Jorn turned to look at her—as if he were really seeing her, now.

“Tearing down the gangs is only the beginning. We can work with the Minister—you, me, anyone else who cares to help—to protect the tunnelers throughout it all. And then we can work with the Emperor to bring the tunnelers out of the dark. Integrate them into Barstadt society.”

“And why would the Emperor go for that?”

“The Emperor already wants to crack down on corruption—he’s sick of the gangs running rampant. Our primary goal in the Ministry, after protecting the empire from external threat, is to protect it from internal ones—and no one poses a greater threat than the gangs. So we convince him that freeing the tunnelers is the safest way.”

And we rid the aristocracy of men like Lord Alizard,
Vera thought.

Jorn frowned. “Suppose I like it better where I am.
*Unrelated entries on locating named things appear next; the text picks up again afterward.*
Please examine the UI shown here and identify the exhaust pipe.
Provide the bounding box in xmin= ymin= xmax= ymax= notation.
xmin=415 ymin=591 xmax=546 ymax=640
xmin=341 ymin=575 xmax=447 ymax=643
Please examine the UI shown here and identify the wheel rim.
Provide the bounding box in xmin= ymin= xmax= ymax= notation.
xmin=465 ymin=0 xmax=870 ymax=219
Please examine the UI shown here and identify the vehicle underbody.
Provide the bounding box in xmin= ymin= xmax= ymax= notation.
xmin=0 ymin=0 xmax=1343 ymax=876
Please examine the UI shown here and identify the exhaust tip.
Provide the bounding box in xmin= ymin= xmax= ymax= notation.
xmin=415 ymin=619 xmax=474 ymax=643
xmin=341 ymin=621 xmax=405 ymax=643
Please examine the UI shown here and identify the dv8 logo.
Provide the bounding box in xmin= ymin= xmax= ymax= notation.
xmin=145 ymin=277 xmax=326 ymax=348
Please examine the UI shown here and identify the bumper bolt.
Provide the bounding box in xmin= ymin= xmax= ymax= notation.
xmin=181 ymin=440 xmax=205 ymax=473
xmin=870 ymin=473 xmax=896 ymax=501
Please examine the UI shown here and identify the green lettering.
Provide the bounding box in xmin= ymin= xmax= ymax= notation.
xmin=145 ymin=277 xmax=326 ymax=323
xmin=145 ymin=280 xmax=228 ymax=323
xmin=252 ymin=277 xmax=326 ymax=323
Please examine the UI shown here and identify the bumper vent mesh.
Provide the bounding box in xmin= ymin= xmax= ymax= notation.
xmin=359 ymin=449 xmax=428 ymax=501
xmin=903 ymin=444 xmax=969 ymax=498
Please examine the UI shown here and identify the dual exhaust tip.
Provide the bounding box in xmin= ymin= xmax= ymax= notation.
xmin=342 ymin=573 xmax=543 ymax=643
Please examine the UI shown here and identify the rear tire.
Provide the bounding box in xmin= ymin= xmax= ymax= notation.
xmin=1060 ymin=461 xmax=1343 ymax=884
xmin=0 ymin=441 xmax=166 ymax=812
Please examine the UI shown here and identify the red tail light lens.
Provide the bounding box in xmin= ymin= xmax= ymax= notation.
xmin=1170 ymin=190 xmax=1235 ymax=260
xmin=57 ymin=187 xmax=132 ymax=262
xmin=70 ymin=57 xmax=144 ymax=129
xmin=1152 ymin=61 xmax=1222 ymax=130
Paid well by the Stargazers, helping tunnelers out on the side. Creating the Destroyers … it’s made a better man of me.”

“And you like tearing apart men like you in the brawling ring? Do you like tearing apart the aristocrats who’ve wronged the tunnelers you protected? Does that make you better, too?” Vera asked.

Jorn snarled at her. “The Stargazers made me a king. A king of death. It seemed fitting I should carry on the Destroyers’ work in much the same way.”

“With the Ministry’s help,” Vera said, “we can make you a king of life. A new chance. For the tunnelers, and for yourself.”

*   *   *

“And that convinced him?” Minister Durst asked.

Vera thrust her shoulders back and pointedly avoided Edina’s wide-eyed stare. “He handed over a list of Stargazers safehouses on the spot, with a promise of more to come.”

“I’ll run them by our scouts, make sure they check out.” Edina scribbled a note to herself.

Vera bit back a sharp comment and forced herself to smile.
There has to be a better way.
Dreamer, she was trying to find one. To take down Lord Alizard, even if it changed nothing between her and Edina. To find a new life instead of running laps around her past.

“We’ll meet with him regularly after the brawls—work through the bookie to pass information easily, make it look like bet payouts. I don’t mind overseeing that operation.”

“That’ll do for now,” Durst said. But his gaze was elsewhere again. “But I want to make this quick. Less chance of discovery.”

“How do you mean?” Vera and Edina asked at the same time, then Edina lowered her head, cheeks red, while Vera shot her a dirty look.

“The Dreamer has filled my head with ideas for this mission—ideas I think might actually bear out. I want to squeeze as much information from this Jorn fellow as we can, as quickly as we can, and then prepare for one quick purge to bring the gangleaders and aristocrats in before they have any chance to know something’s missing.”

“But even Jorn can only grab so much,” Edina pointed out. “He’s often with the Stargazers leader, it’s true, but he’s not trusted with all of his secrets. We’ll need those before we can truly act.”